1. The target molecules adsorb to a surface, rather than absorb by travelling into the bulk of one phase from another, and
2. The foam autogenously provides the packing within the column.

Just as in gas-liquid absorption, the adoption of reflux at the top of the column can engender multiple equilibrium stages within the column. However, if one can control the rate at which the bubble size changes with height in the column, either by coalescence or Ostwald ripening, one can engineer an internal source of reflux within the column.

As in many chemical processes, there are competing condiderations of recovery (i.e. the percentage of target surfactant that reports to the overhead foamate stream) and enrichment (i.e. the ratio of surfactant concentration in the foamate to the concentration in the feed). A crude method of moving upon the enrichment-recovery spectrum is to control the gas rate to the column. A higher gas rate will mean higher recovery but lower enrichment.

Foam fractionation proceeds via two mechanisms:

1. The target molecule adsorbs to a bubble surface, and
2. The bubbles form a foam which travels up a column and is discharged to the foamate stream of foam fractionation.
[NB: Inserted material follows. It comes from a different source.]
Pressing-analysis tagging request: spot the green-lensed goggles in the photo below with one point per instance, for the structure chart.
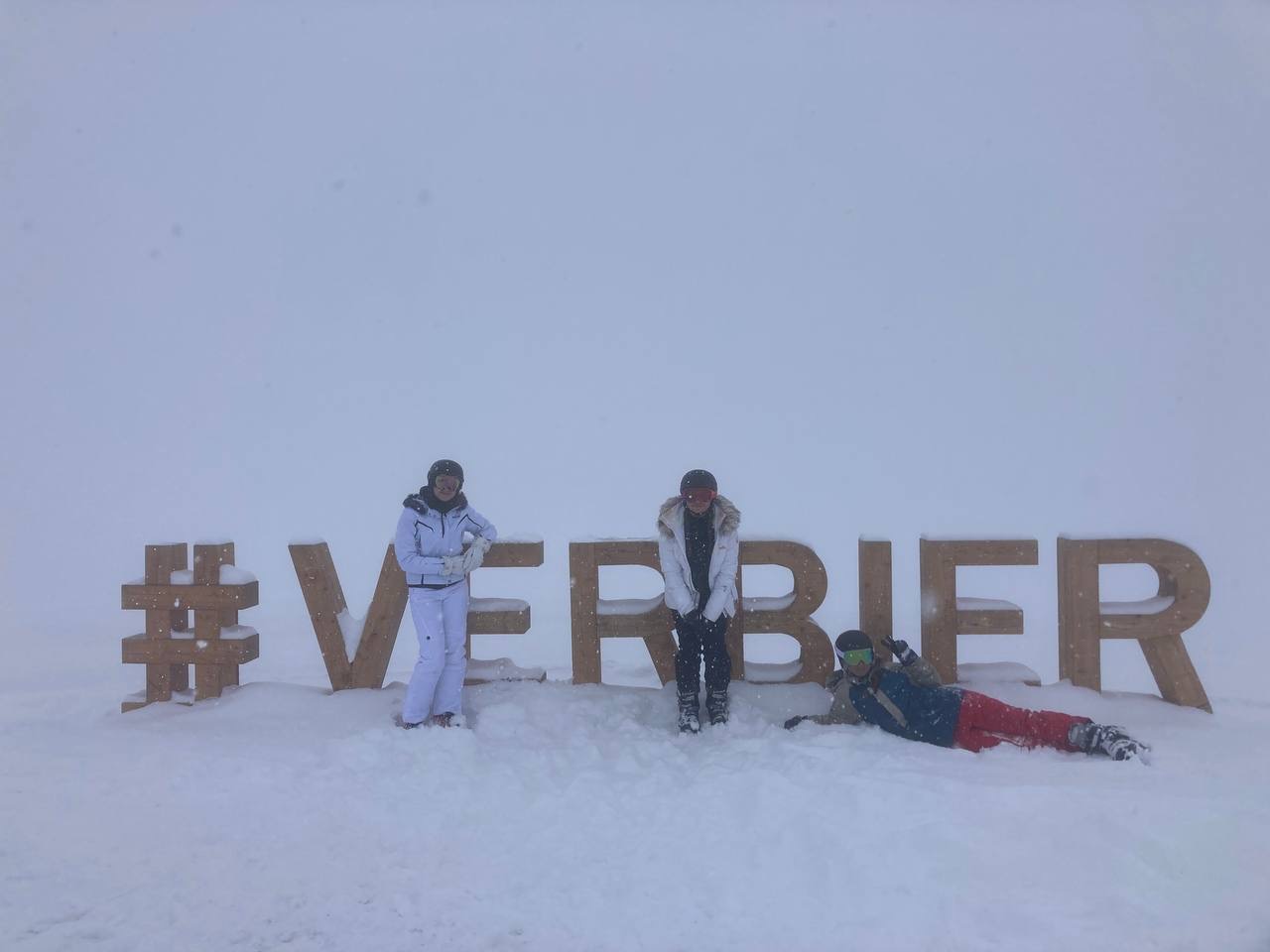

The rate at which certain non-ionic molecules can adsorb to bubble surface can be estimated by solving the Ward-Tordai equation. The enrichment and recovery depend on the hydrodynamic condition of the rising foam, which is a complex system dependent upon bubble size distribution, stress state at the gas-liquid interface, rate of bubble coalescence, gas rate inter alia. The hydrodynamic condition is described by the Hydrodynamic Theory of Rising Foam.